A.A. Fair aka Erle Stanley Gardner, and best known for his Perry Mason series, created many stories for Pulp novels

Pulp fiction is a term that originated in the first half of the 20th Century in magazines that printed on cheap wood pulp paper, hence the term “pulp”. They cost a mere dime and these publications were so popular in the 1930’ & ‘40’s that every newsstand was blanketed with them. Most were weekly publications so writers of every ilk were in demand. 

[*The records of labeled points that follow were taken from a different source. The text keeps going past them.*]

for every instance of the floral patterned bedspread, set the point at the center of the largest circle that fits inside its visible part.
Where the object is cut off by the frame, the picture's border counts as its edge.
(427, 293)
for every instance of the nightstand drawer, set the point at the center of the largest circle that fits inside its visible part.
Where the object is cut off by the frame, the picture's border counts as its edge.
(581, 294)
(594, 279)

The pulp fiction era provided a breeding ground for budding authors who could hone their skills and get a foot in the publishing market, also it provided an additional paycheck for more seasoned authors including Ray Bradbury, H.P. Lovecraft, Edgar Rice Burroughs, Max Brand, Raymond Chandler, Dashiell Hammett, and others. Even revered authors such as Jack London, Rudyard Kipling, and Tennessee Williams contributed to Pulp.

The demand for new and unusual stories gave way to creative genres: Horror & Dark Fantasy, Sci-Fi, Hardboiled Detective, Spicy, Mystery, Weird, Romance, Western, and Lesbian to name a few.

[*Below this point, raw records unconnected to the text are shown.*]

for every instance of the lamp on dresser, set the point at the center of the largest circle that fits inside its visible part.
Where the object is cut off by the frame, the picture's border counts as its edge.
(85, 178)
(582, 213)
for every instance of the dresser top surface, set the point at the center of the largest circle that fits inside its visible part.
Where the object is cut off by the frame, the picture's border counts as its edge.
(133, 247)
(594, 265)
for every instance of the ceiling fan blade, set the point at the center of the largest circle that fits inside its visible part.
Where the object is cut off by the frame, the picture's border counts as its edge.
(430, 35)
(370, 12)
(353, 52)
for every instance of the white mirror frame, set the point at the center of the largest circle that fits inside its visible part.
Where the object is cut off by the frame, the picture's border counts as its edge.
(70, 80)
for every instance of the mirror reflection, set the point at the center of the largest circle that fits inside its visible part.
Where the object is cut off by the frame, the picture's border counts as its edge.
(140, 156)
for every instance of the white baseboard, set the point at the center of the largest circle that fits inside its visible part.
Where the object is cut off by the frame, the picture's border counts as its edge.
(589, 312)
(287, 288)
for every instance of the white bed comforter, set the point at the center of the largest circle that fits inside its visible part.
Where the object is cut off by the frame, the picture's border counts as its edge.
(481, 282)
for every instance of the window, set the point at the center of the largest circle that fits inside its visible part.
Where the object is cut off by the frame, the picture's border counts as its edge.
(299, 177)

While the pages were on low-quality pulpwood paper, the covers were colorful and engaging, many showing half-clad women in distress or on the prowl, and fantastic creatures . 

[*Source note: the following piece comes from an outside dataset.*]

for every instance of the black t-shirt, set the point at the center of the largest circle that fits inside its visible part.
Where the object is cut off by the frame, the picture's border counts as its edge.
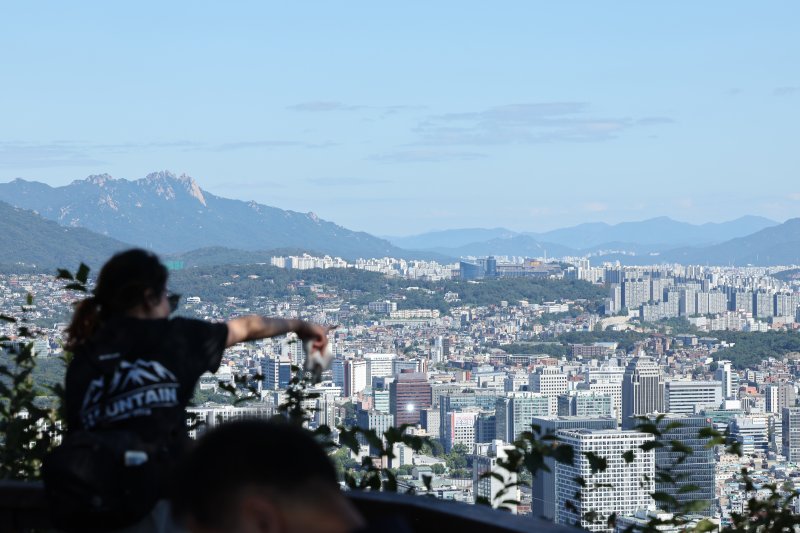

Though Pulp Fiction was given a bad rap, readers craved the stories many of which were actually well-written.

Hope you enjoy this and all the other
letters of Pulp Fiction.



Alex J. Cavanaugh said...

It was certainly a great time for writers and readers alike.

The Brown Recluse (TBR) said...

Very interesting piece of history I'm a little ashamed I didn't know. I would have liked that!

sage said...

and when April Fools day is on Friday it's ominous and maybe I should be careful :)

Elizabeth Varadan, Author said...

Fascinating post. I had no idea that Ray Bradbury, Kipling, Jack London, Tennessee Williams, etc. had been published in pulp magazines. It's ansi hard to imagine being able to buy a magazine for a dime.

Elizabeth Varadan, Author said...

That should be: It's also hard to imagine (not it's ansi hared to imagine)

Hart Johnson said...

Love your theme! Today they call pulp fiction "mass market paperback"--that is the world I've dabbled in. No hard backs yet... I hadn't realized Perry Mason was a book series before he was a TV show--I bet they're fun to read!

Huntress said...

I didn't know Jack London did pulp fiction. He is one of my earliest reads from long ago. Especially love Burning Daylight.

your post clears up the definition. Great one. I want to check out these authors now
Love you photo, btw. *G*

CD Coffelt, Unicorn Bell,

Julie Flanders said...

What a fun and creative theme. I honestly don't know much about pulp fiction even though I've heard of it. Looking forward to learning more through your posts.

Cynthia said...

Hello, I'm a new follower. I'm glad that this era of writing allowed so many new and talented writers to enter the publishing scene.

Melanie Schulz said...

I had no idea that's where the term pulp fiction came from!

Timothy Brannan said...

Greetings Blog Challenge neighbor! I am a HUGE fan of the Pulps. Mostly Horror and Sci-fi, but it was a great time.

Looking forward to seeing what you post all month.

Tim Brannan, The Other Side Blog
2015 A to Z of Adventure!

Scarlett Braden said...

I love this! I didn't know this history of pulp fiction and it's so interesting. Thanks for sharing!
@ScarlettBraden from
Frankly Scarlett

C R Ward said...

They just don't write 'em like this anymore, do they?

Elizabeth Varadan, Author said...

Hello again, just stopping by to thank you for following my Victorian Scribbles blog. Have a nice day.

Karyn Good said...

I love it when I learn something new! Thanks for the peek into pulp fiction! Looking forward to reading more!